By faith he forsook Egypt, not fearing the wrath of the king: for he endured, as seeing him who is invisible. By faith he kept (the Greek reads “he instituted”) the passover (Moses told them what to do; God backed it up and ordered the slaughter), and the sprinkling of blood, that the destroyer of the firstborn should not touch them. By faith they passed through the Red sea as by dry land: which the Egyptians assaying to do were swallowed up. This reference in the great roll call of faith is talking about Moses’ great faith: the way he kept the Passover. He instituted it; he started it with faith.
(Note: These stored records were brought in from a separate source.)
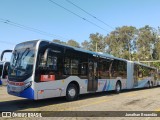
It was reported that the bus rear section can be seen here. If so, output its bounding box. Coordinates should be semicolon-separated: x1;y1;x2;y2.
0;61;10;85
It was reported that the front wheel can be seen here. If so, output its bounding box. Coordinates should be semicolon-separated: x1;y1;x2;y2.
115;82;121;94
66;84;78;101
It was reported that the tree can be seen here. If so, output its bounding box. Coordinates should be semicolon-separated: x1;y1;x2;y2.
81;40;90;50
137;25;156;60
67;39;80;48
89;33;106;52
106;26;137;60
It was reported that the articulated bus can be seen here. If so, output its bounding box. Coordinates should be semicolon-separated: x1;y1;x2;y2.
0;50;12;85
7;40;157;101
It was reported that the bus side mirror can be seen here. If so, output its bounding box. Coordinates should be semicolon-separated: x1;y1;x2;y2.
44;48;51;66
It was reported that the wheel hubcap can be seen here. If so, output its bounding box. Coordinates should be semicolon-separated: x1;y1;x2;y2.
68;89;76;97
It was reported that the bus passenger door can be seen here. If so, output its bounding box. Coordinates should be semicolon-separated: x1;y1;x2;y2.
87;60;98;91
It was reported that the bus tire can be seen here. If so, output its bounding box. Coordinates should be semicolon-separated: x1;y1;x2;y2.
66;83;78;101
115;81;121;94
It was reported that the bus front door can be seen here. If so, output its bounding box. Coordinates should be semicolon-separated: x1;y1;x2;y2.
87;60;98;92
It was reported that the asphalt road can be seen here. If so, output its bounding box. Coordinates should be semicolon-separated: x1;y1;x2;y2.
0;86;160;120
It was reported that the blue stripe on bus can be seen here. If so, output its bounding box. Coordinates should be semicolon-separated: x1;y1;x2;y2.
8;87;34;99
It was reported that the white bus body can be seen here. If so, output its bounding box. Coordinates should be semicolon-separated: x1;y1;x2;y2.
7;40;157;101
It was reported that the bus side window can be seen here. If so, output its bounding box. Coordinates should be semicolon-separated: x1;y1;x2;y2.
47;55;57;71
138;71;143;78
2;64;9;79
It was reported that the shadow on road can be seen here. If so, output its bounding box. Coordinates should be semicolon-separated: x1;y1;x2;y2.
0;87;157;111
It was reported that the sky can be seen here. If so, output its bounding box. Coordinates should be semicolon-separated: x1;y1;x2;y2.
0;0;160;60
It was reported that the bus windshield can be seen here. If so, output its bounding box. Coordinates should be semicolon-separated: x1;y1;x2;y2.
9;42;36;81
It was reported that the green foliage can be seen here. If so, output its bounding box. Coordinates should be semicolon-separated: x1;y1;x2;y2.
67;39;80;48
53;25;160;68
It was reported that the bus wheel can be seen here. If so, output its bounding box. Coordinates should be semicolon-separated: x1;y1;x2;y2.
115;81;121;94
66;84;78;101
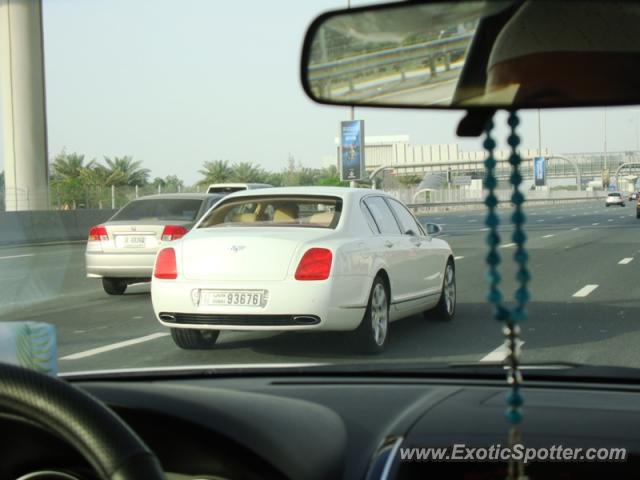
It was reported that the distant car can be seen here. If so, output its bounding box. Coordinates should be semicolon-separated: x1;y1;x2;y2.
605;192;625;207
151;187;456;353
207;183;273;194
85;193;224;295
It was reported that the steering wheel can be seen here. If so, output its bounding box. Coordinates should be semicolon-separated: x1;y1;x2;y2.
0;364;165;480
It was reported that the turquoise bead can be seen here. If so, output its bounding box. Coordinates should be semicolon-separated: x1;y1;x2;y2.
484;157;498;169
506;390;524;408
511;230;527;244
515;287;530;304
511;210;527;224
495;306;511;322
485;270;502;285
484;212;500;227
487;290;502;305
505;408;522;425
487;232;500;245
487;252;500;265
511;307;527;322
482;137;496;150
513;250;529;263
516;269;531;283
511;192;524;205
484;177;498;190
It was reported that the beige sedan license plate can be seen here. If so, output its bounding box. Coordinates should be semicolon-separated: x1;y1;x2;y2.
199;290;267;307
116;235;147;248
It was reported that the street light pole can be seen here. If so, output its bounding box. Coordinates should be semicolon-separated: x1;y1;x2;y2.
538;109;542;157
347;0;364;188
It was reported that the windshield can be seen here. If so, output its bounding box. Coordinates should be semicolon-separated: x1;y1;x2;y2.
111;198;202;221
0;0;640;378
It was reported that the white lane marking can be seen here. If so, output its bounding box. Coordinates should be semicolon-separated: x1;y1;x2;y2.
60;332;169;360
480;340;524;362
571;285;598;297
0;253;35;260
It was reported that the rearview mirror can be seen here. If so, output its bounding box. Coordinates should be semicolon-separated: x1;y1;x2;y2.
426;223;442;237
302;0;640;110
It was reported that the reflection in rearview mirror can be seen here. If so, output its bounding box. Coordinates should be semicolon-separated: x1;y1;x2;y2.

There is something you have to see in Moses—a slave, a fugitive, a runaway, rising up as a rebel against Egypt, refusing to be called the son of Pharaoh’s daughter, refusing all the things that seemed to be good for him. Something within him lived in rebellion and protest. In this day, we are protesting against conformity to this age: rebelling against the things that hold us back. We will be just as blessed as we dare to be, as we will to be. If you want change and are willing to take the necessary steps to change, you will have it! The changes will come because God will lead you into them, but they won’t come automatically.
There is a truth—a picture of our lives that you can see in the children of Israel. Four hundred and thirty years they had been in the land of Egypt. They came into the country innocently, during a time of famine under Joseph. Pharaohs then arose that knew not Joseph, and the Israelites found themselves as slaves, serving the Egyptians with rigor. Straw was taken away so there was nothing to create adhesion in the bricks they made; but they still had to produce the same number of bricks. Because of the increasing number of Israelites, when the Hebrew women were bearing their children, the midwives were instructed to kill all the male children as they came forth from the womb. (When you are under such bondage, though you may groan and cry under it, you can’t protest.) Ten devastating plagues swept through Egypt because the entire economy was based upon the free labor of slaves, and they were not about to let them go.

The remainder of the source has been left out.